WICG / kv-storage

[On hold] A proposal for an async key/value storage API for the web
Other
550 stars 18 forks source link

Restrict allowed key types #39

Open pwnall opened 5 years ago

pwnall commented 5 years ago

IndexedDB supports a fairly large set of key types, and comparing between them isn't very intuitive. How about supporting an explicit subset?

Proposal:

The ordering has to remain the same as in IndexedDB, if we want the option of async iterators over keys / values.

Dates can be serialized to numbers when passed in -- I think this would be consistent with WebIDL.

The main missing element here is Array objects. This does preclude some nice use cases, but I claim those are more advanced. If I'm wrong, we can always expand the set of supported types, whereas it's harder / impossible to narrow it.

domenic commented 5 years ago

Previous discussion in #2. To be clear, you are only talking about restricting keys, not values?

One thing I'm missing is, what are the advantages of restricting?

pwnall commented 5 years ago

Sorry, I have no idea how I missed #2. Would you prefer that I close this and comment there?

I haven't opened an issue for values yet because I'm still thinking through that. I think we can mostly discuss keys and values separately.

I'd like to discuss this for two reasons:

1) Databases (especially Chrome's backing store) perform better with small (<= thousands of bytes) keys. Arrays invite larger keys. 2) I'd prefer a simpler conceptual model to a more complicated one, and fewer key / value types help there, IMHO

If we adopt all types right away, I'd prefer that we have good use cases. I can see reasons for number / string keys right away. I can see raw buffers used to squeeze more storage out of the DB.

pwnall commented 5 years ago

Having written the above, I'm starting to think that I'd rather that we limit key sizes instead of types. What are your thoughts on the two axes?

domenic commented 5 years ago

No worries, a new fresh issue seems like a good idea in this case.

I'm not a heavy IDB user, but array keys seem really convenient for "tuple"-keyed storage. I'd love to get more feedback, either from users or from implementers who have worked with IDB users, to either substantiate or refute my intuition here.

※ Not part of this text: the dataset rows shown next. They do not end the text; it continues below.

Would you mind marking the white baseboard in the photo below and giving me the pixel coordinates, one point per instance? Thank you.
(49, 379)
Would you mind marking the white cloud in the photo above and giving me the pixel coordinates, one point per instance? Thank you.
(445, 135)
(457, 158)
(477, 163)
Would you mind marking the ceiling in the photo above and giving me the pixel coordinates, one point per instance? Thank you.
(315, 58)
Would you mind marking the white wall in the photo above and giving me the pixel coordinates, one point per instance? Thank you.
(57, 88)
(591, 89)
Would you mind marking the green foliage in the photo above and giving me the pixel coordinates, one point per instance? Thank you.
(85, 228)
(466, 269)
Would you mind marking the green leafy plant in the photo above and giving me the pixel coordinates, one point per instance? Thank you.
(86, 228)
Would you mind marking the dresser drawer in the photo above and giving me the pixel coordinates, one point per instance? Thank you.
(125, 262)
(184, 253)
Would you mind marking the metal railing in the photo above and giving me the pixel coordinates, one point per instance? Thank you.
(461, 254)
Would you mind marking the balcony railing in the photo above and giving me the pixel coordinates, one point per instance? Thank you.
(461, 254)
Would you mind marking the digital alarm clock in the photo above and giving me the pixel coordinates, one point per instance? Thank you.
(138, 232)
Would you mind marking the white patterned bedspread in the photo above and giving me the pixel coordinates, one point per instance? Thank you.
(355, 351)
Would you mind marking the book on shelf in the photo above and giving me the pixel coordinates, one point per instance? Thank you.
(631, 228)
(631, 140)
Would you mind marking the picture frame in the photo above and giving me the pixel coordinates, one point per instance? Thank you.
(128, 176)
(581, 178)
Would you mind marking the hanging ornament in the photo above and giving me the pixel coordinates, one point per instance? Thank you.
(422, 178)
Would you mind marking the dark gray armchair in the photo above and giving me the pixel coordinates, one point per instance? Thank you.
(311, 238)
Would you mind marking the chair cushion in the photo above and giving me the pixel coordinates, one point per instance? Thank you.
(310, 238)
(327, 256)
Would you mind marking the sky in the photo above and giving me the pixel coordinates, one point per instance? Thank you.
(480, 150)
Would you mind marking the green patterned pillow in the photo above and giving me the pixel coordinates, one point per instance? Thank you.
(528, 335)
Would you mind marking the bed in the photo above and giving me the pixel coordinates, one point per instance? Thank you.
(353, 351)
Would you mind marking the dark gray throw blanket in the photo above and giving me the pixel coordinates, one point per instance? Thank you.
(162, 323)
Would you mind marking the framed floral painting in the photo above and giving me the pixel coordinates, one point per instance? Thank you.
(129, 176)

I agree that we could start out small though and expand upon encountering demand.

Restricting sizes seems pretty reasonable, but is there an easy way to determine key size? Maybe what we want here is a new option for IDB databases which allows them to reject all keys over a certain size? Is key size computation interoperable?

pwnall commented 5 years ago

Answering the last question: key serialization is implementation-dependent. To be consistent across browsers, we'd have to define some cost model and use that.

We can have a simple and efficient model as long as we leave Arrays out -- numbers would be in, strings and native arrays would have caps on their lengths / buffer sizes. Once we add Arrays, we'd have to come up with a full cost model, so the cost of an Array would be the sum of its elements + fixed overhead.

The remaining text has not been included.